A Oban anunciou, naquele janeiro de 1970, ter desarticulado a Vanguarda Armada Revolucionária Palmares (VAR-Palmares) depois da prisão de 24 pessoas -entre elas, a ex-presidente Dilma Rousseff, com quem Lourdes dividiu cela durante os sete dias em que esteve detida na sede clandestina da Oban.

Em nota enviada à Folha de S.Paulo, a ex-presidente Dilma não informou se teve ou não qualquer contato com Correa à época, mas afirmou que ele "jamais participou da organização VAR-Palmares".

"Ainda assim, foi preso e torturado barbaramente, nas dependências da Operação Bandeirantes (Oban) e do Departamento de Ordem Política e Social (Dops), em São Paulo, sem que jamais tenha se insurgido contra a ditadura."

Transferido para o presídio Tiradentes, onde diz não ter sofrido torturas, Correa só prestou seu primeiro depoimento oficial mais de um mês depois de sua prisão, em 6 de março de 1970. Em 10 de agosto, ele se tornou réu de um processo baseado no inquérito policial sobre a VAR-Palmares.

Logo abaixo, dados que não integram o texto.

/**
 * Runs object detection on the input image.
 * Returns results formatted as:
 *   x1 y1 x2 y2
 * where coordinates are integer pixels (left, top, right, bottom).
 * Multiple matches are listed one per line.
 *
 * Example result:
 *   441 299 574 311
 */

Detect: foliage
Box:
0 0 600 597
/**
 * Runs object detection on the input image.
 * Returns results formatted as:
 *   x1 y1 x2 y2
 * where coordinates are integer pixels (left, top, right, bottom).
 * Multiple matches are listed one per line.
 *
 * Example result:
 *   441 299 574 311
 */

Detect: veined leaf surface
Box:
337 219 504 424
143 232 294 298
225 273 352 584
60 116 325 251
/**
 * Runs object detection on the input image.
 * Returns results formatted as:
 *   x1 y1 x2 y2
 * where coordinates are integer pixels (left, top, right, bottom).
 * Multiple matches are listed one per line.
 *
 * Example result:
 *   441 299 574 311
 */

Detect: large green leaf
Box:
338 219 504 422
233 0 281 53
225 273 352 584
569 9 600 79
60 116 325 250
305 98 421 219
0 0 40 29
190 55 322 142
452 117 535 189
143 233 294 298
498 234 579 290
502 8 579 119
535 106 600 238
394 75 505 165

A denúncia oferecida pelo Ministério Público Militar afirma que Correa "recebeu o codinome de Miguel" e que fora "orientado por Dilma Vana Linhares [Dilma Rousseff]". O documento afirma ainda que, ao ser preso, reagiu à bala, classificando-o de "figura de realce e perigosa".

Ele nega que algum dia tenha recebido a alcunha de Miguel.

"Nunca dei liberdade para ninguém me dar apelido", diz. "Mas eles [policiais e militares] são muito mentirosos. Mandaram eu assinar um papel dizendo que eu tinha ido até o Rio de Janeiro fazer uma reunião de não sei o quê. Eles me obrigaram a assinar", afirma. "Eu não tinha opção e assinei."

Em 8 de outubro de 1970, Correa foi interrogado perante o Conselho Especial de Justiça, na 2ª Circunscrição Judiciária Militar, quando esclareceu que conheceu algumas das pessoas então apontadas como pertencentes à VAR-Palmares, mas afirmou que não sabia que eles pertenciam à organização e que jamais praticou qualquer ação militarizada.

"Contei tudo direitinho. Que não sabia de nada, mas que apanhei demais, que fui surrado. Que ficava num porão desmaiado dia e noite", diz. "Expliquei que só atirei naquela madrugada porque não tinha ninguém fardado, e achei que eram ladrões."

O Conselho Especial de Justiça, em decisão unânime, relaxou a prisão de Correa.

"Os coronéis falaram que eu estava livre, que deveria ir embora naquele mesmo dia, e que estava de parabéns." Na saída do presídio, no entanto, policiais disseram que ficariam "de olho" nele.

Quando chegou em casa, quase nove meses depois da sua prisão, Lourdes estava passando roupa enquanto os filhos esperavam na janela. "Foi tanta alegria, euforia e choro que a mãe esqueceu do ferro e queimou toda a roupa", ri Sandro, emocionado com essa memória.

Em liberdade, os dias de tortura e prisão passaram a assombrar Correa. "Qualquer vendedor que aparecia na porta de casa eu achava que era gente da polícia que vinha me espionar", conta.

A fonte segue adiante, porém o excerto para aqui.